Execution Engine¶
Grafeo uses a push-based, vectorized execution engine.
Why Push-Based?¶
In a pull (Volcano) model, each row crosses every operator boundary through a virtual function call. For graph queries that touch many small results (traversals, pattern matches), this per-row overhead dominates. Push-based execution amortizes that cost: a source produces a batch, and operators process the entire batch before passing it downstream. This also maps naturally to morsel-driven parallelism, where independent workers each drive their own pipeline on different data partitions.
Pipeline Structure¶
Data flows from source to sink through a chain of operators:
graph LR
SCAN[Source] --> FILTER[Filter]
FILTER --> PROJECT[Project]
PROJECT --> AGG[Aggregate]
AGG --> SINK[Sink] The engine is built on three core traits:
- Source - Produces data chunks via
next_chunk() - PushOperator - Receives chunks via
push(), forwards results to a downstream sink - Sink - Consumes output via
consume()
Operators are either streaming (Filter, Project, Limit) or pipeline breakers that must materialize their input before producing output (Sort, Aggregate, Distinct).
Vectorized Processing¶
Operations process batches of rows (DataChunks) instead of single rows.

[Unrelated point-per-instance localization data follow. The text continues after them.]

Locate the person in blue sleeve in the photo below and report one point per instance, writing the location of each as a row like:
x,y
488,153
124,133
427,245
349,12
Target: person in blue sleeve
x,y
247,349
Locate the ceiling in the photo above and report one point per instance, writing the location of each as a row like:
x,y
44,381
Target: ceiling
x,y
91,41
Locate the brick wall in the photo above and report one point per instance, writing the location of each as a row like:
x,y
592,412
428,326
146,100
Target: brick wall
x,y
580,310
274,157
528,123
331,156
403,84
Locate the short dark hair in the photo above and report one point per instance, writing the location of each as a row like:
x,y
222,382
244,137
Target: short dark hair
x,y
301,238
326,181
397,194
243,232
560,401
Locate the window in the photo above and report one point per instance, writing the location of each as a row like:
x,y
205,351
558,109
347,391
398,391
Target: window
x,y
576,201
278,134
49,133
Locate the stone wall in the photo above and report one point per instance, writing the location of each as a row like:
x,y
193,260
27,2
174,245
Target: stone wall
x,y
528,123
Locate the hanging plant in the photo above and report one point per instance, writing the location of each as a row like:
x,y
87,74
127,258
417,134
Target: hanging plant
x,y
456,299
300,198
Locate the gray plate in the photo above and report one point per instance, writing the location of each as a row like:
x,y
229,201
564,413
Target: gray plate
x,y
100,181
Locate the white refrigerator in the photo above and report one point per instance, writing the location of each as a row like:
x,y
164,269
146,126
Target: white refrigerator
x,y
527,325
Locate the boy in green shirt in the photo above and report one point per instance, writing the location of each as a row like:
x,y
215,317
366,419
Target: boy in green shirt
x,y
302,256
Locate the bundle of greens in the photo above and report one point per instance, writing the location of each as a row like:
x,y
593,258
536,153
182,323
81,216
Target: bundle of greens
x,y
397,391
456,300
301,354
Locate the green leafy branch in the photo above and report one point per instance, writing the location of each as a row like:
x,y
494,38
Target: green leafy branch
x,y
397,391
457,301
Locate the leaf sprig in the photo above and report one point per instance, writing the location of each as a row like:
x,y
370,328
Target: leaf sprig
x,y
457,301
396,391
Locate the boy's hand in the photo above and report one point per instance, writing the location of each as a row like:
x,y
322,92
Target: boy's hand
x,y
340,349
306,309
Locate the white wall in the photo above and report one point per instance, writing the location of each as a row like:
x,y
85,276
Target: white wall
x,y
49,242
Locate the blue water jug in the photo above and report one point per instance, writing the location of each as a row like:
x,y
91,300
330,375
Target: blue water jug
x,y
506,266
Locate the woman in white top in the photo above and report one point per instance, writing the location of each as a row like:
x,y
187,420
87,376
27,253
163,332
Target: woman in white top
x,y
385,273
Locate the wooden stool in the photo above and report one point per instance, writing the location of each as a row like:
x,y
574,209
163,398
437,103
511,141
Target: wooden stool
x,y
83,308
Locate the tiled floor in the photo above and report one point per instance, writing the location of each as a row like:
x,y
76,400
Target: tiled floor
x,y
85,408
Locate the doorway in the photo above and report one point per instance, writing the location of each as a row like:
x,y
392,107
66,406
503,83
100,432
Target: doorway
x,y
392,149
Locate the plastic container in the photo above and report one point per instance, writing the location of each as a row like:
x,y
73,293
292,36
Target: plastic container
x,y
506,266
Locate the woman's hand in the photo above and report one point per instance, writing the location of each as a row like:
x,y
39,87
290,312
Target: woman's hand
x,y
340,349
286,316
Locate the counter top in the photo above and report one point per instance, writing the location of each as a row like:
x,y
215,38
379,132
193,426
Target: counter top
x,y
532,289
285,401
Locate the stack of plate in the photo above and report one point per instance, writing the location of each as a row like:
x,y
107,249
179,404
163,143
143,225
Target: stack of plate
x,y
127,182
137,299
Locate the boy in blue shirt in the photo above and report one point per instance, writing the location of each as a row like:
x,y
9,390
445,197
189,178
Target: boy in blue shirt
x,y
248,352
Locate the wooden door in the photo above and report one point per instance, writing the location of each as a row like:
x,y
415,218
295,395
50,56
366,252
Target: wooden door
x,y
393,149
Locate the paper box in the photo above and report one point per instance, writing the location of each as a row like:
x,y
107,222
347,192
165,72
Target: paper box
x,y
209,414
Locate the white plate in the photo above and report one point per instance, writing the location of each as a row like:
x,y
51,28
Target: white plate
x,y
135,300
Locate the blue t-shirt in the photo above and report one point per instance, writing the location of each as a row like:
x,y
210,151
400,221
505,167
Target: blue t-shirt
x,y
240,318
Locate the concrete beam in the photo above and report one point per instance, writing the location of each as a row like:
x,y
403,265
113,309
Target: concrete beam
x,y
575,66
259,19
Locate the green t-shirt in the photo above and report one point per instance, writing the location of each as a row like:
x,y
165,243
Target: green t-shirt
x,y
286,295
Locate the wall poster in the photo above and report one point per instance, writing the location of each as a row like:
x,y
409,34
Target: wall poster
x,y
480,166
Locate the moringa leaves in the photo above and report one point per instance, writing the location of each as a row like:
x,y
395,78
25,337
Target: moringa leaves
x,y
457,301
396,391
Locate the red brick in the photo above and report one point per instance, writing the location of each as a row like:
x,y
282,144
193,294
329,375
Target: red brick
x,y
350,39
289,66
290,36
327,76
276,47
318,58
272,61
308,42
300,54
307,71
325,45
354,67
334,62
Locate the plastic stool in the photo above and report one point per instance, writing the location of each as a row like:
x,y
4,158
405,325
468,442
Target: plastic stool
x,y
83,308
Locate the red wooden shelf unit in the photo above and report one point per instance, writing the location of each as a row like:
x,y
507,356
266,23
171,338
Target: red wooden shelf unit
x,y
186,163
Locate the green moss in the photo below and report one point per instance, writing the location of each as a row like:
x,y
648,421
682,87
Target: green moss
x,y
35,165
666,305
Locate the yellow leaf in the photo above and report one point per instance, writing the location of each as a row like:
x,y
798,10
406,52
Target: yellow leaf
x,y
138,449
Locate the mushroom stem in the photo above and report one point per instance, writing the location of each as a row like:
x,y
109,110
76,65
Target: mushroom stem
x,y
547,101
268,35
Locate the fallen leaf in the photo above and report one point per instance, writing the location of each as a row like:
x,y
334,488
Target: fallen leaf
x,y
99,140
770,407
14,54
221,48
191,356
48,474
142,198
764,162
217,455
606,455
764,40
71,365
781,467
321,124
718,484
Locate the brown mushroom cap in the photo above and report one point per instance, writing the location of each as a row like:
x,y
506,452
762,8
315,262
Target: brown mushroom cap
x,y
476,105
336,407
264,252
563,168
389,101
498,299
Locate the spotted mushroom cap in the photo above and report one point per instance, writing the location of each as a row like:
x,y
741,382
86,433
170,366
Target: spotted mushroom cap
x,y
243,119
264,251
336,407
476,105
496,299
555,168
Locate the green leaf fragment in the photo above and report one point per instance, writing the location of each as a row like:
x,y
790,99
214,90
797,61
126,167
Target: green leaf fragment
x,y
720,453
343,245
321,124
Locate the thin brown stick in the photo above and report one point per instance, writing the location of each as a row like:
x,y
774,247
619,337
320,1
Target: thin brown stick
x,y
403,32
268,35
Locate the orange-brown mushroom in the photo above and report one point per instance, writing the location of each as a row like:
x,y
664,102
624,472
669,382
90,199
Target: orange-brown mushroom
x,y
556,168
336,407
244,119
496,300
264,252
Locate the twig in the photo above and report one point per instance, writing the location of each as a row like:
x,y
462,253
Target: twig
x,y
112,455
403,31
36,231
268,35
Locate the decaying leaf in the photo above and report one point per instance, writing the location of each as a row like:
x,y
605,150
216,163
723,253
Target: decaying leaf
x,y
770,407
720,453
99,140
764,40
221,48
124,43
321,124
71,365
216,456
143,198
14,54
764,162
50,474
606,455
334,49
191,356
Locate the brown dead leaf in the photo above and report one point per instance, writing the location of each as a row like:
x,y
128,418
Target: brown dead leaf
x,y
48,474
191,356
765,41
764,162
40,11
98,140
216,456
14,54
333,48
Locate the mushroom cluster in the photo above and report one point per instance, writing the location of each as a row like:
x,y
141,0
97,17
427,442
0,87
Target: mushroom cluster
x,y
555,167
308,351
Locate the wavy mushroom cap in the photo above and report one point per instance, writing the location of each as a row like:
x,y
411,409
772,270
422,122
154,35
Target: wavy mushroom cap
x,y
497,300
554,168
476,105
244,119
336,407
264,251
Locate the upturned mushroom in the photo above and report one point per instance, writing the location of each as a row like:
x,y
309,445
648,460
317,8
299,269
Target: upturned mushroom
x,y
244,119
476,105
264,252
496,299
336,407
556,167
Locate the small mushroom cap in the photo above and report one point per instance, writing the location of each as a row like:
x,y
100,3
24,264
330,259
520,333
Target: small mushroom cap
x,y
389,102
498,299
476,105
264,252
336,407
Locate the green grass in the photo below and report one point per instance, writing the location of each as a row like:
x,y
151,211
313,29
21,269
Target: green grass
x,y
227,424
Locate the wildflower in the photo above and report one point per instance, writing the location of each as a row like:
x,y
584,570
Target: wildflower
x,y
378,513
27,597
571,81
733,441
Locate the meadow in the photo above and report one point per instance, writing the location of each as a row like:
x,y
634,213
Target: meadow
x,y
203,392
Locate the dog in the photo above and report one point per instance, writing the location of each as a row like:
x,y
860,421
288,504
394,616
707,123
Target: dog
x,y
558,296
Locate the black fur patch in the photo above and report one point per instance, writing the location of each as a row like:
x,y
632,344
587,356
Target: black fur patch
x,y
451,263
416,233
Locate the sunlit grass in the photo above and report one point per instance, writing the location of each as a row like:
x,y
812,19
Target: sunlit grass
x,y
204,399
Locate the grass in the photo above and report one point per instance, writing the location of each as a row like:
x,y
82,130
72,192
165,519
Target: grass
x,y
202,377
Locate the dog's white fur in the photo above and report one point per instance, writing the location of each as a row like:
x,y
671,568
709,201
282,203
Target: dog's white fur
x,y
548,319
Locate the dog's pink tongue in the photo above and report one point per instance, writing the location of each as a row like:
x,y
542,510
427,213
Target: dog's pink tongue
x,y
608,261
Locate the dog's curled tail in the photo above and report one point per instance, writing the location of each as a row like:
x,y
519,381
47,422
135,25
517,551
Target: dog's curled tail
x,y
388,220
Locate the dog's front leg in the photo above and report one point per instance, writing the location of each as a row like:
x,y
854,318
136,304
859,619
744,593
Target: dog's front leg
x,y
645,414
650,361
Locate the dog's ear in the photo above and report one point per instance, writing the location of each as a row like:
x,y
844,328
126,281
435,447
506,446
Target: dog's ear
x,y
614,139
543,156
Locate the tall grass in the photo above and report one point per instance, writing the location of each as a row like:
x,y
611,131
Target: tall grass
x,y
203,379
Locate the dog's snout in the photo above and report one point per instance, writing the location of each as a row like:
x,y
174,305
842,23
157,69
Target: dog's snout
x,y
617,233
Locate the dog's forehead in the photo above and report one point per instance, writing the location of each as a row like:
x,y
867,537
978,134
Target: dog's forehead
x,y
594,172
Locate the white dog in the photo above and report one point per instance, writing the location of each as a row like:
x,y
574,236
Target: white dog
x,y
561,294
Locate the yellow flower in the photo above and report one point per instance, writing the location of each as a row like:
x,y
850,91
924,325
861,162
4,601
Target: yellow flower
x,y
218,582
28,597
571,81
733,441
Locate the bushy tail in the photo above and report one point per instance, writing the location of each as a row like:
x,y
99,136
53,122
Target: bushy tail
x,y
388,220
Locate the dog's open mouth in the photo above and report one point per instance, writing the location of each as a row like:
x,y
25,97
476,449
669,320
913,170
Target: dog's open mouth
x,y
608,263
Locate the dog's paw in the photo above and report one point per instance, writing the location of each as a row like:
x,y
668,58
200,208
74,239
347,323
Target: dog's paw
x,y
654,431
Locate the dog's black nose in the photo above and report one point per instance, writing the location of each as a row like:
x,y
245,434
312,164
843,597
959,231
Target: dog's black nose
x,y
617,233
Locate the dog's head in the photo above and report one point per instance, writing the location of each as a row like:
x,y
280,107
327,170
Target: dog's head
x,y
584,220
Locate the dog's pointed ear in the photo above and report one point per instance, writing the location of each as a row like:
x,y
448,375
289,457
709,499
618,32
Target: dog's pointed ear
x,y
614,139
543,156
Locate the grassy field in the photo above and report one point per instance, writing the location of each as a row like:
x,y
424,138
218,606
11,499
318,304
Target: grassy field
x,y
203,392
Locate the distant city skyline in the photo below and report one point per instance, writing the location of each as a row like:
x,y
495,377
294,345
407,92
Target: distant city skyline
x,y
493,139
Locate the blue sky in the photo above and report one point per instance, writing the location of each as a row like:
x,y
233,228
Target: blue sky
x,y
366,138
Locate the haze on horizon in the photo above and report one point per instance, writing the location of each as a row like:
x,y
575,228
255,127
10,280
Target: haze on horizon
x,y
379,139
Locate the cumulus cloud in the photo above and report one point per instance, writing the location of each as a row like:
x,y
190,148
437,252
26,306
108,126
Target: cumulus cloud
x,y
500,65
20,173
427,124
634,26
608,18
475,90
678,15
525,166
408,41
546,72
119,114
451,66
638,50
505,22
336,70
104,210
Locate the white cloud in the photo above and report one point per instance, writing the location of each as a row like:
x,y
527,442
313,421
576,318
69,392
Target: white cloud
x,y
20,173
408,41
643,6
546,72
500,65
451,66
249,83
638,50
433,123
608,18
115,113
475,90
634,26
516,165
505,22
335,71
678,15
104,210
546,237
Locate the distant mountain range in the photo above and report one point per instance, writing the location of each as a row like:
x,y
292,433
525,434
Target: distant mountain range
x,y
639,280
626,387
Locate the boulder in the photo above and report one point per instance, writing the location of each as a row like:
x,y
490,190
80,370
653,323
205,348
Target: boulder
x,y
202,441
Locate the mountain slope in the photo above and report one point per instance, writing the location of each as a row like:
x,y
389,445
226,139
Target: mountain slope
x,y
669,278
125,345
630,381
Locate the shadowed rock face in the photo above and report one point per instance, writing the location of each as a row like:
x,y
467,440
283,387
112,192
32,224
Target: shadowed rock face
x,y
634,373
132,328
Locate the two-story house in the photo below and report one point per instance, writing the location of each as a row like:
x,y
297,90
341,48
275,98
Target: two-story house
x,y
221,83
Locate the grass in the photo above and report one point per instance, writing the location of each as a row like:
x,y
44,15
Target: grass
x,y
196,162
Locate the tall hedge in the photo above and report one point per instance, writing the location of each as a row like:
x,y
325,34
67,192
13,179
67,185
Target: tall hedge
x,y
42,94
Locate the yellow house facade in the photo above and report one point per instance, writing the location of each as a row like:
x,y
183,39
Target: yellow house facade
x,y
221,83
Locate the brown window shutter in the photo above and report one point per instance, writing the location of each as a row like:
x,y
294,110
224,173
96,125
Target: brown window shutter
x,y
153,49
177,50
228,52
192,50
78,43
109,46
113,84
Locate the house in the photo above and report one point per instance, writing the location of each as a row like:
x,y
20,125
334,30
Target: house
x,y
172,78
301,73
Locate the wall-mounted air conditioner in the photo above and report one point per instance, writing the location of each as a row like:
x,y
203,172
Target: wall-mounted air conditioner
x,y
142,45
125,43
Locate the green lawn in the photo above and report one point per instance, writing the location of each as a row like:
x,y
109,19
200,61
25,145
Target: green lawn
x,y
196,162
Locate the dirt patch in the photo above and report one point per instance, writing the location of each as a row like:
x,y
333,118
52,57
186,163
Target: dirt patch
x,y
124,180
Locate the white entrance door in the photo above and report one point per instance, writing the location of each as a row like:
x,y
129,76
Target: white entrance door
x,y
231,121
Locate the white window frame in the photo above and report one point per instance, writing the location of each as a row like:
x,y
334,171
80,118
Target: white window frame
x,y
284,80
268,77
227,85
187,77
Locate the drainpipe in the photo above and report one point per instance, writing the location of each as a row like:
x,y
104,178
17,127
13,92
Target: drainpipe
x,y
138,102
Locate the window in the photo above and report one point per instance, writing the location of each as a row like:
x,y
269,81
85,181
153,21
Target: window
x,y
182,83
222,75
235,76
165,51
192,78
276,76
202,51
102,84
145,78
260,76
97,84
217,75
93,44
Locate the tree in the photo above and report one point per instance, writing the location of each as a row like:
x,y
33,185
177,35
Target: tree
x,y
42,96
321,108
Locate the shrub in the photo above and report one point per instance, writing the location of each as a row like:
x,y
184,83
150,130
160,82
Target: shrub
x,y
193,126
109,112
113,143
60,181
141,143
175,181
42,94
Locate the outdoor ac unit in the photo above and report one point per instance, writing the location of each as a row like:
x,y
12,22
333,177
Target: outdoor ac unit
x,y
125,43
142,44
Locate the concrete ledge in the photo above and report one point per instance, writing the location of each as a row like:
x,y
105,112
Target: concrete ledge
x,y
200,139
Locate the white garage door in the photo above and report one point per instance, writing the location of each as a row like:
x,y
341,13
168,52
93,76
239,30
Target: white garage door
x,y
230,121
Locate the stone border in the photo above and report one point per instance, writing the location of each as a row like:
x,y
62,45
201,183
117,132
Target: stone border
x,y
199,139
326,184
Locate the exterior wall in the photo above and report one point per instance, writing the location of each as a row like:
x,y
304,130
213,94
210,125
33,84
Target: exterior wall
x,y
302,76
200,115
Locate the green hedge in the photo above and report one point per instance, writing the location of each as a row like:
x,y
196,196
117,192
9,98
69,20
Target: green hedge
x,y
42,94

The default chunk size is 2048 rows.
Why batch-at-a-time? Graph queries often combine traversals (pointer-chasing, hard to vectorize) with analytical operations (filtering, aggregation, sorting). Batch processing gives the analytical parts good cache behavior and lets the compiler auto-vectorize tight loops, while the traversal parts still benefit from reduced per-row interpretation overhead.
Explicit SIMD intrinsics (AVX2, SSE, NEON) are used for vector index distance computations (dot product, Euclidean, cosine, Manhattan), not for general query execution.
Adaptive Chunk Sizing¶
Chunk sizes adapt based on memory pressure:
| Pressure Level | Chunk Size |
|---|---|
| Normal | 2048 rows |
| Moderate (>70% memory) | 1024 rows |
| High (>85% memory) | 512 rows |
| Critical (>95% memory) | 256 rows |
Operators can also request specific sizes via chunk size hints (Small, Default, Large, Exact, AtMost).
Morsel-Driven Parallelism¶
Work is divided into morsels (64K rows by default), which are larger than DataChunks to amortize scheduling overhead. Each worker thread runs its own operator chain on independent morsels:
Thread 1: [Morsel 0] -> [Morsel 4] -> [Morsel 8]
Thread 2: [Morsel 1] -> [Morsel 5] -> [Morsel 9]
Thread 3: [Morsel 2] -> [Morsel 6] -> ...
Thread 4: [Morsel 3] -> [Morsel 7] -> ...
The scheduler uses per-worker local queues with NUMA-aware work stealing.